Donos de veículos no Ceará poderão ter alívio na conta na hora da transferência Foto: Detran-CE
No parecer encaminhado à Corte, a AGU sustenta que o artigo 16 da Lei Estadual nº 14.605/2009 extrapola os limites constitucionais ao invadir competência privativa da União, ao tratar de matéria relacionada a trânsito e registros públicos. Segundo o órgão, a norma estadual restringe indevidamente as formas de comunicação de venda previstas pela Resolução nº 809/2020 do Conselho Nacional de Trânsito (Contran), ao concentrar o procedimento exclusivamente nos Cartórios de Registro de Títulos e Documentos, mediante cobrança de emolumentos.
A manifestação destaca que a legislação federal já contempla múltiplos mecanismos para formalização da venda de veículos, incluindo plataformas eletrônicas e entidades autorizadas pela Secretaria Nacional de Trânsito (Senatran). Nesse contexto, a imposição de registro cartorário obrigatório pelo Estado do Ceará é interpretada como uma afronta ao pacto federativo e à adequada repartição de competências estabelecida pela Constituição.
Novo requisito de validade
Outro ponto relevante do parecer é a avaliação de que a exigência estadual cria, na prática, um novo requisito de validade para a transferência de veículos – matéria que deve ser disciplinada exclusivamente pela legislação federal.
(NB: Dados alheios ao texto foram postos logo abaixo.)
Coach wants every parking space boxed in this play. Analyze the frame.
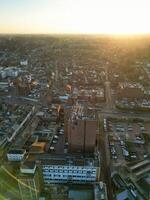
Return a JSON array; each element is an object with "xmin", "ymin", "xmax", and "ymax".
[{"xmin": 108, "ymin": 121, "xmax": 148, "ymax": 165}]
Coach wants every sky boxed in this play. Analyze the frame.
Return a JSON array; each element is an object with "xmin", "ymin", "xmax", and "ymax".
[{"xmin": 0, "ymin": 0, "xmax": 150, "ymax": 34}]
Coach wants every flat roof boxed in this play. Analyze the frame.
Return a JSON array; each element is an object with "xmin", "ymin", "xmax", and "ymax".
[{"xmin": 7, "ymin": 149, "xmax": 26, "ymax": 154}]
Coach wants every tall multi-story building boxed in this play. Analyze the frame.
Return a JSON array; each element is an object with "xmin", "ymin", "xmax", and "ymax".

O entendimento está alinhado a precedentes já consolidados pelo próprio STF em temas relacionados à competência legislativa da União.
A AGU também ressalta que a Corregedoria Nacional de Justiça já havia identificado indícios de incompatibilidade constitucional na norma, tendo inclusive determinado ao Tribunal de Justiça do Ceará (TJCE) a realização de estudos visando à revogação da obrigatoriedade do registro eletrônico em cartório para a comunicação de venda.
Para o advogado da Fenauto, Rogério Feitosa Mota, o posicionamento da Advocacia-Geral da União reforça de forma significativa os fundamentos apresentados na ação. “A manifestação da AGU confirma que o Estado do Ceará não pode criar exigências que a legislação federal não prevê. Ao impor o registro cartorário obrigatório como condição para a transferência de veículos, a norma estadual restringiu alternativas autorizadas pelo Contran, invadiu competência privativa da União e impôs custos adicionais ao cidadão. O parecer da AGU reforça a necessidade de preservar a uniformidade do sistema nacional de trânsito e a segurança jurídica em todo o País”.
Ao final, a AGU se posiciona pela procedência integral da ação, defendendo que o Supremo declare a inconstitucionalidade do dispositivo da legislação cearense. O processo, relatado pelo ministro Cristiano Zanin, aguarda julgamento pelo Plenário da Corte.